Thailand’s monarchy was drawn deeper into the country’s political conflict as concerns arose about 81-year-old King Bhumibol Adulyadej’s declining health and an uncertain royal succession. Both sides to the power struggle professed loyalty to the crown. Reporters, bloggers, academics, and Internet users all came under fire through the expanded use of lese majeste (injured majestry) and other related laws that criminalize criticism of the Thai royal family. Thailand’s lese majeste laws are among the harshest in the world, allowing for jail terms of three to 15 years for guilty convictions.

Justice Minister Piraphan Salirathavibhaga told reporters that he would consider toughening criminal penalties for publishing online material critical of the royal family. The Ministry of Information and Communications Technology claimed in mid-year to have blocked more than 2,000 Web sites and 8,300 Web pages, including popular message boards, because they allegedly violated lese majeste laws.

Former journalist and UDD activist Daranee Charnchoengsilpakul was convicted in August on three counts of lese majeste and sentenced to 18 years in prison for anti-royal comments made during a public protest in 2007. Suwicha Thakor, an oil rig engineer, was convicted and sentenced to 20 years in prison under the 2007 Computer Crimes Act for sending pictures over the Internet that pilloried King Bhumibol Adulyadej and heir apparent Crown Prince Vajiralongkorn. Suwicha’s sentence was commuted to 10 years after he pleaded guilty.  

On March 6, a group of Crime Suppression Division police officials raided the offices and arrested the executive director of the popular online news site Prachatai. Chiranuch Premchaiporn was detained and interrogated by police officials for several hours before being released on bail. She was charged in April under national security-related Article 15 of the 2007 Computer Crime Act, which effectively extended the crime of lese majeste to the Internet, for postings made to a Prachatai discussion board critical of Queen Sirikit. Chiranuch was forced to reveal the poster’s identity and faced a possible 50 years in prison on various charges, according to press reports. The complaints were still under police investigation in late year.

Foreign correspondents and publications also came under threat. BBC correspondent Jonathan Head faced three separate lese majeste complaints filed by Police Lt. Col. Wattanasak Mungkandee, who alleged Head’s reporting and public comments were critical of the monarchy. Senior BBC editors held meetings in February with Prime Minister Abhisit and former royalist premier Anand Panyarachun to seek a resolution to the complaints. Head was reassigned to Turkey in July. The complaints were still pending in late year.
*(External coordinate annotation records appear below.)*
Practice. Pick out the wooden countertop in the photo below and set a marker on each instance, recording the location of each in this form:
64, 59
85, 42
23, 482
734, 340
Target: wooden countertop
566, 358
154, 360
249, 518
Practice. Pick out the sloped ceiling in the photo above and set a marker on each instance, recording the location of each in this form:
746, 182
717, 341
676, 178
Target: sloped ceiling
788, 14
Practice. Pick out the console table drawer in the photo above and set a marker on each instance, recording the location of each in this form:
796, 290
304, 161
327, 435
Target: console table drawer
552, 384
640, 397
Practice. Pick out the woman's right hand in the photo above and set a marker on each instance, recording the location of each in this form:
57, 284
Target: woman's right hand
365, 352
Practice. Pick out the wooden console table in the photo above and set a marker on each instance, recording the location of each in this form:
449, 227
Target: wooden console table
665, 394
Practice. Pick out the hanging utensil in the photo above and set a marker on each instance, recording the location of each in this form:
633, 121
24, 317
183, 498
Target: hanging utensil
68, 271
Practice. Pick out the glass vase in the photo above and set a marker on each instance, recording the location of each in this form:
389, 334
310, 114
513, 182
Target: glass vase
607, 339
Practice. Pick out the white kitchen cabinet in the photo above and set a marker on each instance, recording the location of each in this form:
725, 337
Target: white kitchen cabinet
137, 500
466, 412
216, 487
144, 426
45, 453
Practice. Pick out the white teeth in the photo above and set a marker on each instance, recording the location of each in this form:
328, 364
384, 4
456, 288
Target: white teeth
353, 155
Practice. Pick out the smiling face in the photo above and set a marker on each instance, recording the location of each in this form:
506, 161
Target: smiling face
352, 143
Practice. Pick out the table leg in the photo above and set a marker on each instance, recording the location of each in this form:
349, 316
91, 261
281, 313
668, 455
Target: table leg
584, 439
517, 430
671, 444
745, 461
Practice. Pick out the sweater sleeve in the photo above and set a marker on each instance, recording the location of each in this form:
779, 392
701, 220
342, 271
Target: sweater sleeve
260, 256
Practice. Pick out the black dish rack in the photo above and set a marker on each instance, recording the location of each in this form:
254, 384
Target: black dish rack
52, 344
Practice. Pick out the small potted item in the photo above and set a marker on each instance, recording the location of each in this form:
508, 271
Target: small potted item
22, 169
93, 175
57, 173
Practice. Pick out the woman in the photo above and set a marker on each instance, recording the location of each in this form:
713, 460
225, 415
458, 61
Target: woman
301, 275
In January, July, and October, local distributors blocked editions of the U.K.-based magazine The Economist from entering the country because of articles commenting on the royal family and the increased use of lese majeste laws. In December 2008, distributors blocked another edition of the magazine that included pointed criticism of Bhumibol’s rule of more than six decades.

On June 30, Laksana Kornsilpa, a private citizen and supporter of PAD causes, filed a lese majeste complaint against board members of the Foreign Correspondents Club of Thailand. In her complaint, she claimed the club violated lese majeste laws by selling DVD copies of a 2007 speech at the club that touched on the monarchy. The speech had been given by former journalist, government spokesman, and UDD co-leader Jakrapob Penkair.

CPJ sent a letter in January urging Abhisit to consider amending the country’s lese majeste laws. A similar letter signed by a group of 50 prominent international scholars and dignitaries addressed to the prime minister and released at the Foreign Correspondents Club in March also urged the government to reform the country’s anti-crown laws. In meetings with journalists, Abhisit acknowledged “problems” with enforcement of the laws. No immediate action was taken to change the laws.